Climate tipping point

A new research has revealed that an increase of 1.5 from pre-industrial levels would trigger multiple climate tipping points. Presently, some parts of West Antarctic ice sheets, an important marker, have already passed tipping point.

Key facts

  • Climate tipping points (CTPs) are indicators of a large climate system, which when triggered beyond a threshold, perpetuate warming on its own.
  • Some CTPs triggers include substantial sea level rise caused by melting ice sheets, shrinking of Amazon Rainforest or corals and warming caused by carbon released from the melting permafrost.
  • A new study analysed 9 previously-identified tipping elements and their corresponding timescale and impacts of tipping.
  • The researchers increased the list of potential tipping points from 9 to include other possible tipping points.
  • They revealed that human emissions have already pushed the tipping point to dangerous levels, some of which are irreversible.
  • Thus, the goal set by the UN’s Paris Agreement to limit warming at 1.5 to 2°C will not be able to avoid the adverse consequences of the climate change as several of the climate tipping points have already been triggered.
  • Tipping points can be triggered even at 1.5°C, which is not a safe level of warming but better than the 2°C mark.
  • Even a few tenths of a degree of excessive temperature could trigger new tipping points.
  • If it goes beyond 1.8°C, ocean convection in the Labrador and Irminger Seas in the North Atlantic would collapse and Europe and North America would witness extreme weather conditions.
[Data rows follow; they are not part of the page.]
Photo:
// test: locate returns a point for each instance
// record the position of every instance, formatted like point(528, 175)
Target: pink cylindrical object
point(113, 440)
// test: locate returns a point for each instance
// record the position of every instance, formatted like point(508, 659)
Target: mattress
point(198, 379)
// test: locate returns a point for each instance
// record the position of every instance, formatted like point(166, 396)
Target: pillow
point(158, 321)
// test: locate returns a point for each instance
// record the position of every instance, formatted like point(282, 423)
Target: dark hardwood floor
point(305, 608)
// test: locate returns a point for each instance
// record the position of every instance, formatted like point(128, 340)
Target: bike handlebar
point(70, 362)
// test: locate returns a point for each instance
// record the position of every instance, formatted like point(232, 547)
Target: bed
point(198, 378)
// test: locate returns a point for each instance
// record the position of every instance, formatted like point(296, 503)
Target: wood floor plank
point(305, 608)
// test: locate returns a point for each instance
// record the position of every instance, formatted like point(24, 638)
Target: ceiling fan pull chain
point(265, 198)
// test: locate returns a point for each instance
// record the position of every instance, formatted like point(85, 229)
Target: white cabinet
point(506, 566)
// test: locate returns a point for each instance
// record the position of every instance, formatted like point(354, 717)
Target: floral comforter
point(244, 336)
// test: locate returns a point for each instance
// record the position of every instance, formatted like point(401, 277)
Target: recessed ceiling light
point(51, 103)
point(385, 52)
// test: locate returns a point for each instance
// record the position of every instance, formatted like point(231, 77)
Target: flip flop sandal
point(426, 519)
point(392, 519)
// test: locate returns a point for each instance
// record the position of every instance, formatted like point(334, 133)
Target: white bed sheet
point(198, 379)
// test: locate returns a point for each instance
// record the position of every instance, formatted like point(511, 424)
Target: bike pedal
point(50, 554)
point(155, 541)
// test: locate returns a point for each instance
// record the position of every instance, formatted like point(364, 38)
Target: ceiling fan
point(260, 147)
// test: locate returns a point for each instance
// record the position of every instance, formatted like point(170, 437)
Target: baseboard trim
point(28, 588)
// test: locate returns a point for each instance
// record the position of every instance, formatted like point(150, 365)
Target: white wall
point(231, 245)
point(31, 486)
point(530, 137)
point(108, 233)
There will also be a shift of subtropical monsoon patterns to new positions, especially in West Africa.
  • In the scenario of 4°C rise, the wider Atlantic Meridional Overturning Circulation would collapse and severely disrupt the monsoon systems across the world.
  • This would cause major changes in the Atlantic, with significant decline in sea ice and abrupt shifts in the boreal forest position worsening the rising temperature and causing significant changes in weather patterns.